At this, the woman raised an eyebrow, but Liyla said, “I told you, Ma: they don’t remember.”
For a long moment, the woman considered them again, taking in faces, hands, clothing, dolls. Kate squirmed and Nell squeezed her wadded-up blanket, her fists clenched.
“We do know we need help, though,” Susan said, unable to stand the inspection any longer. “Can you tell us who around here might know about — strange things?”
At that, the woman abandoned her calculations and grinned widely. “Strange things? Well, you leave that to me. I’ll find the right one to help you first thing in the morning.”
She was peering into Nell’s hair when she said it.
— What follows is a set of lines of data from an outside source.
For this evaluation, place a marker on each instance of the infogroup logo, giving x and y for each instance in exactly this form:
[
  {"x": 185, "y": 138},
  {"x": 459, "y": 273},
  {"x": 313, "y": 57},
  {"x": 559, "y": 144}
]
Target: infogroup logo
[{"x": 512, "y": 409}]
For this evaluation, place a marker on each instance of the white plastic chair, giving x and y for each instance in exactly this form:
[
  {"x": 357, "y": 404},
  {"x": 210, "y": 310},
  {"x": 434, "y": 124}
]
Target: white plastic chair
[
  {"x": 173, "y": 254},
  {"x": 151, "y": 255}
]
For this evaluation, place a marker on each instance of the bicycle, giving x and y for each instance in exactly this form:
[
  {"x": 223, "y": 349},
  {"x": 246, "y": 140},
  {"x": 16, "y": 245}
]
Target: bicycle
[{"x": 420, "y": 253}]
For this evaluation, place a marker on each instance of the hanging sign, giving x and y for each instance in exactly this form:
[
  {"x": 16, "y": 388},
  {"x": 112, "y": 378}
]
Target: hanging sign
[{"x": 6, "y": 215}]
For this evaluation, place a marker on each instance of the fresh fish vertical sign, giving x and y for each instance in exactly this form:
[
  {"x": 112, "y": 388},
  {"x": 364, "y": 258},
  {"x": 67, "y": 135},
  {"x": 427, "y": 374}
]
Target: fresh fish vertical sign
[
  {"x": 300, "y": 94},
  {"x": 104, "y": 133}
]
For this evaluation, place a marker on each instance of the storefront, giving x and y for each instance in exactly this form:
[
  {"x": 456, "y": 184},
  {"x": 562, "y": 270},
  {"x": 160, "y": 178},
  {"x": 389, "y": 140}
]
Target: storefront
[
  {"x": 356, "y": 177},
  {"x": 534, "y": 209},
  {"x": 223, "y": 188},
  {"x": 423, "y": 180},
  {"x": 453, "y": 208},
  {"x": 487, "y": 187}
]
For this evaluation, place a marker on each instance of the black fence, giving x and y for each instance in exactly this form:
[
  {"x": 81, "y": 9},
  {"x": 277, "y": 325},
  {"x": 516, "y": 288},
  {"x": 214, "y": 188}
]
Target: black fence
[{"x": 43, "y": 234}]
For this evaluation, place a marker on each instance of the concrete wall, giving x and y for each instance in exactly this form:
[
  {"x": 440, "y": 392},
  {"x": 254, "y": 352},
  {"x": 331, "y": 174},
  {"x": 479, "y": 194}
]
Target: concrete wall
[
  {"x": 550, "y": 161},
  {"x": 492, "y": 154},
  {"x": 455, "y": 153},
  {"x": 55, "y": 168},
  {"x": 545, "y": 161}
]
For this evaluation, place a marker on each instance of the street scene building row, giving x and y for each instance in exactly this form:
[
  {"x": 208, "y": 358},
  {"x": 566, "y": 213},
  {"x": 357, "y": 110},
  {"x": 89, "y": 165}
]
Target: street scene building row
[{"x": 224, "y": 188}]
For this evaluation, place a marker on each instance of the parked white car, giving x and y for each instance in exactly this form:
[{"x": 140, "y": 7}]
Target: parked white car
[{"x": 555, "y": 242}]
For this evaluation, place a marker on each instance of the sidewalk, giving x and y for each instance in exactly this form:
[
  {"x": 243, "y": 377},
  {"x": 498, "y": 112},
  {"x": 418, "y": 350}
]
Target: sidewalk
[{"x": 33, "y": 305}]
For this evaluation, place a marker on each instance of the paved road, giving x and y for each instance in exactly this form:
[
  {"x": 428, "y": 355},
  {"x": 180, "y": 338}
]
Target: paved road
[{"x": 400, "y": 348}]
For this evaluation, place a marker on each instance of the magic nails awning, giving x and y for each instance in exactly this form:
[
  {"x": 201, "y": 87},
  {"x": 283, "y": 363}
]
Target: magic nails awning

We are not staying here,” Nell said when Liyla and her mother had gone out to the yard to make dinner. They heard the squawk of chickens and then the hollow snap of ax against chopping block. “Please tell me we’re not.”
Susan turned away from the back door and looked around the room. The house was li
ttle more than a large open space outfitted with a fireplace and table, a rag rug, and several chairs, rough ones beside the table, better ones near the cold fireplace. The only bedroom she could see was through an open door on the right side of the room, and on the far side of the back door, a curtained alcove half hid an unmade bed beneath a good-size window.
“It’s not that bad,” she said, raising her voice over the sound of panicked chickens. “It’s okay.”
The others disagreed. It was that bad. They insisted on searching the place, sure they were going to find the skeletons of a few of Liyla’s playmates somewhere. Under the rug, Jean uncovered a trapdoor.
“See!” Nell shouted when they’d pulled the rug away. “Close your eyes, girls! I don’t think you’re going to want to see this!”
Kate drew back, but Jean got down on her knees beside Nell. Max, who’d been rolling his eyes a minute before Jean yanked the rug back, now bent over Nell’s shoulder, his mouth pressed into a thin line.
A hinged handle lay in a shallow dip in the wood, so it left no bump in the floorboards. Nell pried it up and heaved the door open. A puff of cold air issued from the dark under-floor. Susan shivered. Dimly, about four feet down, she could make out a square of dirt. Nell lowered herself to it. Shoulders jammed together, they leaned over to peer in after her.
“Move out of the light! I can’t see a thing down here!” she said. “My gosh, it’s cold!”
“Maybe it’s a crypt,” Max muttered. Susan hushed him.
They tilted back to give her some light, and Nell gasped. Susan’s stomach dropped.
“What? What is it? What has she got down there?”
Susan stuck her head into the hole, but Nell shoved it back.
“Bones!” Nell said. “Oh, gross! There’s a whole lumpy row of them! And then — ugh! What’s that? Underneath she’s got a basket of something dark and bloody looking.”
Jean had begun to make a gagging noise, and Kate’s face had turned the color of chalk. But Susan paused a second.